Juin 2017 /265

La leçon d’anatomie

500 ans d’histoire de la médecine

À l’occasion de son 30e anniversaire, le Centre hospitalier universitaire de Liège (CHU) organise une exposition dédiée à l’évolution des rapports entre la médecine et l’art, au musée de la Boverie. Plus d’une centaine d’œuvres mêlant art ancien et art contemporain seront réunies autour du thème de la médecine et, plus généralement, du corps humain, dans un foisonnant dialogue entre les époques et les disciplines.

Comme l’explique Marie-Hélène Joiret, directrice du Centre wallon d’art contemporain “La Châtaigneraie” et commissaire de l’exposition (diplômée d’histoire de l’art en 1982), « le CHU a voulu mettre en évidence le fait que l’hôpital, dès le départ, a été un lieu lié à la création artistique. Le bâtiment, imaginé et conçu par l’architecte Charles Vandenhove, intègre en effet, dans les lambris, les œuvres de plusieurs artistes. En plus de mettre en valeur leur travail, c’était aussi l’occasion, au sein de l’exposition, d’aborder les liens entre l’art et la médecine de manière générale. »

FRAGILITÉ DE LA CONDITION HUMAINE

L’exposition est organisée en quatre parties : un “cabinet de curiosités” rassemblant des œuvres anciennes d’artistes qui ont mis leur savoir-faire au service de la médecine, une mise en regard des œuvres anciennes et contemporaines évoquant la médecine ou le corps humain, une confrontation entre œuvres d’art abstraites et photographies prises au microscope, et, enfin, un espace mettant en avant les artistes présents au CHU.

Jusqu’au XIXe siècle, les artistes sont venus en aide à la médecine en explorant et en représentant le corps humain. Dessins, réalisations de cire ou de papier mâché ont permis de visualiser les muscles, os et organes dissimulés sous la surface de la peau.

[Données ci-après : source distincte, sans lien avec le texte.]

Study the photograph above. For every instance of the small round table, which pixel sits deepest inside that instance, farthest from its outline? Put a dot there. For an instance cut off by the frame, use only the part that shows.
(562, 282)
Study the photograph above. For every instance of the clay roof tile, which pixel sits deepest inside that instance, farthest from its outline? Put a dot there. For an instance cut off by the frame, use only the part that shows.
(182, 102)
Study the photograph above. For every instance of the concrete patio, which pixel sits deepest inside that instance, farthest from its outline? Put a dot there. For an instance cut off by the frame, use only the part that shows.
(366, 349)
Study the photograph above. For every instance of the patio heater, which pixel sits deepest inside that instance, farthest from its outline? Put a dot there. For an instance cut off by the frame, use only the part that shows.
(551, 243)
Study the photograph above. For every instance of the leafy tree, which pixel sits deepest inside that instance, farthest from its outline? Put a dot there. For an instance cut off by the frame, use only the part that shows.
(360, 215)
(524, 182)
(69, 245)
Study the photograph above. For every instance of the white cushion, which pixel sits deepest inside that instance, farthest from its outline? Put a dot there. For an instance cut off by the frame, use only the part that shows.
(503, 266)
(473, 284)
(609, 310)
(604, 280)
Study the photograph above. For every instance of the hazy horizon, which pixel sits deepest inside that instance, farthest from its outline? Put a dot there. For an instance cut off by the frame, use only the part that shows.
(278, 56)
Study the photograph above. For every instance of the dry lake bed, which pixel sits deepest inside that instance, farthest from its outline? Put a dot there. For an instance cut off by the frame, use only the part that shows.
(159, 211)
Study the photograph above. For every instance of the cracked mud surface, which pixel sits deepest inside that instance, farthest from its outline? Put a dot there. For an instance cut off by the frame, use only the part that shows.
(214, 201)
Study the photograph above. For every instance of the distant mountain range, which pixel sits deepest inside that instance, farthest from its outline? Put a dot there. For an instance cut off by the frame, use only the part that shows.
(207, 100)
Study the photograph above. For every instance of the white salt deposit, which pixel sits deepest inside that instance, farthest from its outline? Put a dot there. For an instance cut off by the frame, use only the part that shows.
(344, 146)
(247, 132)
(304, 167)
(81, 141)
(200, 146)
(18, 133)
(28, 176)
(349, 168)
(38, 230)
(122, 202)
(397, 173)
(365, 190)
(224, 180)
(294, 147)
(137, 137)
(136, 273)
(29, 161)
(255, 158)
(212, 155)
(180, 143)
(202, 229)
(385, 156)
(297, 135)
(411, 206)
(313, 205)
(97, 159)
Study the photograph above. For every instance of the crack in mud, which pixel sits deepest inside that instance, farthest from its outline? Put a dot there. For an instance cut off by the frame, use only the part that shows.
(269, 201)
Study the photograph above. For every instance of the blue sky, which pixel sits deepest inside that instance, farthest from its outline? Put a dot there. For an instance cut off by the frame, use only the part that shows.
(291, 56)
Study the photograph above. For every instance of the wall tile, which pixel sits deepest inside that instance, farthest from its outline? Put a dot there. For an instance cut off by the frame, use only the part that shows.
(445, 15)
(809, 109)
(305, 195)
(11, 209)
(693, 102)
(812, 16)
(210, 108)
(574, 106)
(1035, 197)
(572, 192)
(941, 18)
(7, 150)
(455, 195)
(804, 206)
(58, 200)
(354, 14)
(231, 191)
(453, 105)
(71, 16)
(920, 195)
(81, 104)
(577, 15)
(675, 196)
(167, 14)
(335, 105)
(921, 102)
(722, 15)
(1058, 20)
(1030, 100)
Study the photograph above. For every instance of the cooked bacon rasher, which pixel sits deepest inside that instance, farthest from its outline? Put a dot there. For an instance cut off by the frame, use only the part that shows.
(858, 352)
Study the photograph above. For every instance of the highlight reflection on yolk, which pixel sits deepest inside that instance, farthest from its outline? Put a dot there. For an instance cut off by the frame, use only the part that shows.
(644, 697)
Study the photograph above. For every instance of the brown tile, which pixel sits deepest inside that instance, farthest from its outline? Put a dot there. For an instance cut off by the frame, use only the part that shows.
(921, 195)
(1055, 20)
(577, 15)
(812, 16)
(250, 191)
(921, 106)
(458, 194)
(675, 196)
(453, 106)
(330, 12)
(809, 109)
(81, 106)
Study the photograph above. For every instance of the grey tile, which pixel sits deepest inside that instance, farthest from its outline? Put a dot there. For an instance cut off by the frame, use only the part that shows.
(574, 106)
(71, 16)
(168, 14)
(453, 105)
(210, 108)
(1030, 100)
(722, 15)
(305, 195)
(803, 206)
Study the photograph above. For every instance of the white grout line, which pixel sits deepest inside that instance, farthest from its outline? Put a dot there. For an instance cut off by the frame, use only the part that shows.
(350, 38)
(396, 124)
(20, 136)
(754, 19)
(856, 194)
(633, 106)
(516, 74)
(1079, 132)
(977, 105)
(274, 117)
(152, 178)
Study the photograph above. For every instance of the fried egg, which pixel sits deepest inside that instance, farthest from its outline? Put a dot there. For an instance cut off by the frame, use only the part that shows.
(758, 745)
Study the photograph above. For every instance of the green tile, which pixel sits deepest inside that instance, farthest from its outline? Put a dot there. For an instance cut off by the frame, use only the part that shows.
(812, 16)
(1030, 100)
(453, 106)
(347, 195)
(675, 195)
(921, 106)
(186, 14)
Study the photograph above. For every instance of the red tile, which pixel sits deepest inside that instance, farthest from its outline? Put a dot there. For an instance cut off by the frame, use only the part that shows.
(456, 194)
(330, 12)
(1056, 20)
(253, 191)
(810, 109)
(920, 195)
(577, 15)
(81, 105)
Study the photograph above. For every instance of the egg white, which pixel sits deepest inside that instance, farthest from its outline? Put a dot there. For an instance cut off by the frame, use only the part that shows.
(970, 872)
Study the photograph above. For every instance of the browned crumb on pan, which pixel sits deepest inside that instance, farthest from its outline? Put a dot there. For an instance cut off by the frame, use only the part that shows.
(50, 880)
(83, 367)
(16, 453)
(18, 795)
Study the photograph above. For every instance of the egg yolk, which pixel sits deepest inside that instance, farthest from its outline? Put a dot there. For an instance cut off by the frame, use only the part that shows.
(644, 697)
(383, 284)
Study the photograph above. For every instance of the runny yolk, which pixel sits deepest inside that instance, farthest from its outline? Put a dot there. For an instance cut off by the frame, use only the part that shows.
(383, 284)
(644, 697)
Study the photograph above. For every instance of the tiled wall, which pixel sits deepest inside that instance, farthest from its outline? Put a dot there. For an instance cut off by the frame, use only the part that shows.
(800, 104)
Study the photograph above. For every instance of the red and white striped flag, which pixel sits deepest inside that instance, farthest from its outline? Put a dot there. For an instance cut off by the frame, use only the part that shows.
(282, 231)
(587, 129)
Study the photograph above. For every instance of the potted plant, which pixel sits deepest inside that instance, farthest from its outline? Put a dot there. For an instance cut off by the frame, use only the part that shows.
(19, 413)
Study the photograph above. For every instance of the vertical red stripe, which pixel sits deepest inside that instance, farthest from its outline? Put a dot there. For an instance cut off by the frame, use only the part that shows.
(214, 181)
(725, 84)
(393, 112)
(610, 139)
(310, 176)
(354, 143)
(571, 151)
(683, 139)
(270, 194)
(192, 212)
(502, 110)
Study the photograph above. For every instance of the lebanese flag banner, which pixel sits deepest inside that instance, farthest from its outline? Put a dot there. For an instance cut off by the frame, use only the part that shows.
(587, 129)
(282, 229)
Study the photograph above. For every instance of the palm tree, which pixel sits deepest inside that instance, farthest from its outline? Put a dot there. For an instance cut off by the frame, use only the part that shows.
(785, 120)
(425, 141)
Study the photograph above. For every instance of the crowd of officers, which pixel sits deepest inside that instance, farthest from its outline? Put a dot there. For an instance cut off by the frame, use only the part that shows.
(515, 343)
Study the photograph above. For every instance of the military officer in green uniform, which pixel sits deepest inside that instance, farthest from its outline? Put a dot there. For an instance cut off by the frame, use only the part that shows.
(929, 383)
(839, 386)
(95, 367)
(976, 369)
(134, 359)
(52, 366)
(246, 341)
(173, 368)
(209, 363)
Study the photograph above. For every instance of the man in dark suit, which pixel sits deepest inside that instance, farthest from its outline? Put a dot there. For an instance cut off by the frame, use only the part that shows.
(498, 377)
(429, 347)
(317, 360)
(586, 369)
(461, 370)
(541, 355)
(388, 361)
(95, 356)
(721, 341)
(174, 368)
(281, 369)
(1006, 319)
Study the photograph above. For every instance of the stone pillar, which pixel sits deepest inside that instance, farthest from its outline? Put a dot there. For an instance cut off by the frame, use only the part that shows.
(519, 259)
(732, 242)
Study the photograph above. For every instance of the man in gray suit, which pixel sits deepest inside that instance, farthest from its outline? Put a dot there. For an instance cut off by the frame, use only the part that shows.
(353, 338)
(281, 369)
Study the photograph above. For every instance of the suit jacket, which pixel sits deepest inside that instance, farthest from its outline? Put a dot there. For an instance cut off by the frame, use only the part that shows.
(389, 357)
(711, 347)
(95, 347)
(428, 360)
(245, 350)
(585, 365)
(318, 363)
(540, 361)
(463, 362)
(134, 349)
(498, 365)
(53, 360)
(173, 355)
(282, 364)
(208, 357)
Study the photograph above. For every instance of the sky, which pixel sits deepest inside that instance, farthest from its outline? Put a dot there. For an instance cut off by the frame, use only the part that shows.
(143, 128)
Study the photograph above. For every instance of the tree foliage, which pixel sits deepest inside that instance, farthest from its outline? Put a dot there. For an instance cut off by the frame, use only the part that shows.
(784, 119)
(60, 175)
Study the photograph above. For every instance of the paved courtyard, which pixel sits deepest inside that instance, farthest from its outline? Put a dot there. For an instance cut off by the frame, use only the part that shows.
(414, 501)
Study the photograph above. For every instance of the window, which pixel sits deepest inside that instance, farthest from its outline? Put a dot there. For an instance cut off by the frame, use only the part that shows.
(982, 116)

Si l’invention de la photographie a rendu obsolètes ces représentations anatomiques, les liens entre art et médecine n’ont néanmoins jamais cessé.

La mise en regard des œuvres anciennes et des œuvres contemporaines (120 au total) apporte une dimension ludique et dynamique à l’exposition, en même temps qu’elle montre à quel point le souci de la santé et du corps traverse les siècles. « Les artistes, insiste Marie-Hélène Joiret, ont les mêmes préoccupations humaines qu’auparavant. Ce qui est essentiel, c’est l’attention que chacun porte à son propre corps, à la souffrance, à la vieillesse, à la maladie. Pour certains des artistes exposés, le thème de la médecine et du corps est un véritable fil rouge qui guide leur travail. Pour d’autres, il s’agit d’une préoccupation plus aléatoire, inspirée parfois de leur propre expérience du monde médical. » C’est le cas, notamment, des photographies de Patrice Gaillet, qui illustrent différents aspects de sa maladie. Les artistes s’approprient également le monde médical en en détournant les techniques et les instruments. Sophie Langohr, par exemple, a réalisé une projection vidéo sur base de scanographies effectuées sur une statuaire par les services de radiographie du CHU : la séquence, mettant en mouvement l’image du pourtour de la statue, évoque une cellule vivante qui se déplace.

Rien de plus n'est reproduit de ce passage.